Women Who Run with the Wolves
Seventh Chapter: The Butterfly Maiden
Sunday, November 23, 2025 11:30 AM MST
In this session, our book club enters one of the most luminous chapters in Women Who Run with the Wolves: “Joyous Body: The Wild Flesh,” where Dr. Estés offers the story of the Butterfly Maiden — a radiant embodiment of vitality, instinct, sensuality, and the deep joy of inhabiting a living body. The Butterfly Maiden is the archetype who dances life back into the world. She reminds us that our bodies are not burdens or projects, but instruments of transformation, capable of renewal, pleasure, intuition, and sacred rhythms. Through her, we explore how women can reclaim the right to feel alive in their own skin.
Reflection Questions
The Story of The Butterfly Maiden
1. In what ways have you experienced your body as something to be managed, judged, or performed rather than inhabited?
2. What parts of your body have felt most shaped by the collective gaze rather than your own inner knowing?

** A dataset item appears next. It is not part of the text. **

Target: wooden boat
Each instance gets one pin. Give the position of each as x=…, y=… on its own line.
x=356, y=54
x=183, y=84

3. How does it feel to consider your body as a vessel for soul and instinct, rather than a reflection of external expectations?
4. What does somatic aliveness mean to you in your lived experience, not as a concept, but as a felt sense?
5. When in your life have you felt most at home in your body?
6. Do you associate joy with permission, safety, rebellion, or vulnerability?
7. How does it shift your understanding of your body to see these phases as natural processes of transformation rather than problems to fix?
8. What messages about the body did you inherit, from family, culture, religion, or media?
9. Can you identify places where shame may be collective rather than personal?
10. What forms of movement feel instinctive and nourishing to you, not performative or obligatory?
11. What would it mean to let movement be an expression of inner truth rather than external discipline?
12. Where do you feel most disconnected from your instinctive body, and where do you feel most aligned?
13. After reflecting on this chapter, what is one small way you could honor your body as a living companion rather than an object?
14. What does your body need more of right now: rest, movement, warmth, expression, stillness, or permission?
15. What would it mean to trust your body as part of your inner wisdom?